When author Tim Ferriss decided to bypass traditional publishers and release The 4-Hour Chef with Amazon, Barnes & Noble refused to carry the title — eating into the cookbook’s sales. But Ferris told thenextweb.com he would publish with Amazon again, explaining, “I’m not anti-bookstore, I’m pro-reader.” For Ferriss, it came down to Amazon’s ability to give him the data on his customers — who they are, where they’re from, the kinds of books they buy, etc:
The reason I chose to go with Amazon was because I developed a relationship with them over time because of the volume of sales I was pushing through Amazon for the first two books. …Random House, Simon & Schuster, these traditional publishers sell to the head category buyers at a Barnes & Noble or Books-A-Million. They do not know their end users, they have no data about their end users, nor do they have any way to communicate with their end users. Amazon, in many ways I would say, knows me better than I know myself just based on my Amazon Prime purchasing behavior as well as what I refer people to through my blog, which they can track of course.

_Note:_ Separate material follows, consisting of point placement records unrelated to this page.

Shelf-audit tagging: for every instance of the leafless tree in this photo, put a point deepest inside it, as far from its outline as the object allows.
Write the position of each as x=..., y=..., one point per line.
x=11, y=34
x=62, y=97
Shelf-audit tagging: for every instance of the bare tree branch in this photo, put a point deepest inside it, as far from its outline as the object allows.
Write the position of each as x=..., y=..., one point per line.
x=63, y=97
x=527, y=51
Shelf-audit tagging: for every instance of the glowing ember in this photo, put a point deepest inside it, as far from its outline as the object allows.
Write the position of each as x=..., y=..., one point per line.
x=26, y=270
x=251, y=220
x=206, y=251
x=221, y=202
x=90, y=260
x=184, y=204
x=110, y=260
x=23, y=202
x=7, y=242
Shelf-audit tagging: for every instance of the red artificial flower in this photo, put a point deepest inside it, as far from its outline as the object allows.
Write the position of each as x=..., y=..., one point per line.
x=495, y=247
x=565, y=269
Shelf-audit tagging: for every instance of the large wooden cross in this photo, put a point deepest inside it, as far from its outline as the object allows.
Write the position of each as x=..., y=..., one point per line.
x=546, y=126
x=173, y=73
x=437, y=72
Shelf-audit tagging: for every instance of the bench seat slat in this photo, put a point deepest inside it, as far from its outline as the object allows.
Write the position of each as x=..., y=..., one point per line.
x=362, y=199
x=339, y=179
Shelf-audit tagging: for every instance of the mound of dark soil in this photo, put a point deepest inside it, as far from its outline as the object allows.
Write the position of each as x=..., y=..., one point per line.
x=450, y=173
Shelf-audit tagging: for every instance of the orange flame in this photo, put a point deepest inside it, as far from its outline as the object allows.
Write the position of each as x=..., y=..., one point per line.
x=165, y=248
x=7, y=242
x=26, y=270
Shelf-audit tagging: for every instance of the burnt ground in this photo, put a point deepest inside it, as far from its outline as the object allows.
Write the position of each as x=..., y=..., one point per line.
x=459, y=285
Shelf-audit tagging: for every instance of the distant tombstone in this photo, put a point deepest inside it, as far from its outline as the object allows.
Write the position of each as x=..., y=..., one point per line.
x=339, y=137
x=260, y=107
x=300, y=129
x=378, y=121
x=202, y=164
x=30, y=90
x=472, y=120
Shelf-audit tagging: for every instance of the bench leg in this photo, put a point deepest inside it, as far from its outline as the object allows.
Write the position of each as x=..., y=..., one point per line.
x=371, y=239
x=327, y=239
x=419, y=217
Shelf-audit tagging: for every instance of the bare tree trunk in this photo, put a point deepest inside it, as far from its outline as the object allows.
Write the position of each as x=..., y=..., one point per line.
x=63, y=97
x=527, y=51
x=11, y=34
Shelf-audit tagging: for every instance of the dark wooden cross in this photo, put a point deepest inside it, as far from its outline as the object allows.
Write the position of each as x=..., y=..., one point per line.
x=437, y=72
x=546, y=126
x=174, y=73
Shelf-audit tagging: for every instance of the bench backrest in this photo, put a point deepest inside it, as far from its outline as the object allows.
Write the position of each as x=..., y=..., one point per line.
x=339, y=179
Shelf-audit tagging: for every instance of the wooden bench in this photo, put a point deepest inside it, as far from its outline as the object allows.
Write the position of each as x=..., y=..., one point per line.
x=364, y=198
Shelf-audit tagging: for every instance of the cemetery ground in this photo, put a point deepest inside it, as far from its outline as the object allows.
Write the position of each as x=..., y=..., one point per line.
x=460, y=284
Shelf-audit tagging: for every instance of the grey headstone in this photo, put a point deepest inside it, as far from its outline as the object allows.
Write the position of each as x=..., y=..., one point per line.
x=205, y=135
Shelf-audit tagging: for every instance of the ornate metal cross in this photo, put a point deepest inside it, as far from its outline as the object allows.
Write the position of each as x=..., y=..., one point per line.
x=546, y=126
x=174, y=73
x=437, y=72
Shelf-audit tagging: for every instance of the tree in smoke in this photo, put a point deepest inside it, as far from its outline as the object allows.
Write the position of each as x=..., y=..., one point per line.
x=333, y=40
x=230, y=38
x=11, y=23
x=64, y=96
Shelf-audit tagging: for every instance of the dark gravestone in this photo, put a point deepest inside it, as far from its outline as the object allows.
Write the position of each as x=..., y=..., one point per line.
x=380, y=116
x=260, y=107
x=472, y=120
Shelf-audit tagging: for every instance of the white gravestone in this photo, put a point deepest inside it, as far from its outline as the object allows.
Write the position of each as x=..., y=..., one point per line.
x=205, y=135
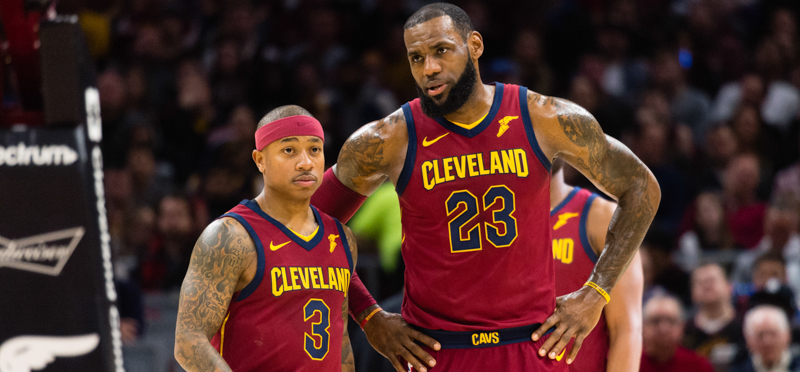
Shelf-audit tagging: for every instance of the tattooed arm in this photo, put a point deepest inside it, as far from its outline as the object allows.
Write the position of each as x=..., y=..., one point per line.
x=223, y=262
x=373, y=153
x=348, y=361
x=567, y=131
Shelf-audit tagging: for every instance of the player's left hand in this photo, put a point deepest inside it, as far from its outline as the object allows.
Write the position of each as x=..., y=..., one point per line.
x=576, y=315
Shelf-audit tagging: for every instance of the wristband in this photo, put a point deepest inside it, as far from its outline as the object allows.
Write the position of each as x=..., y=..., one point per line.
x=368, y=317
x=599, y=290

For readers, Amazon‘s leg up over bookstores has come down to convenience; and for writers, Amazon has made itself attractive by offering a level of transparency publishers have only recently begun to emulate with Author Portals that reveal real-time sales. That said, as Ferriss’ example shows, there either needs to be cooperation among Amazon, B&N, and the publishers; or they need to learn from each other to better compete.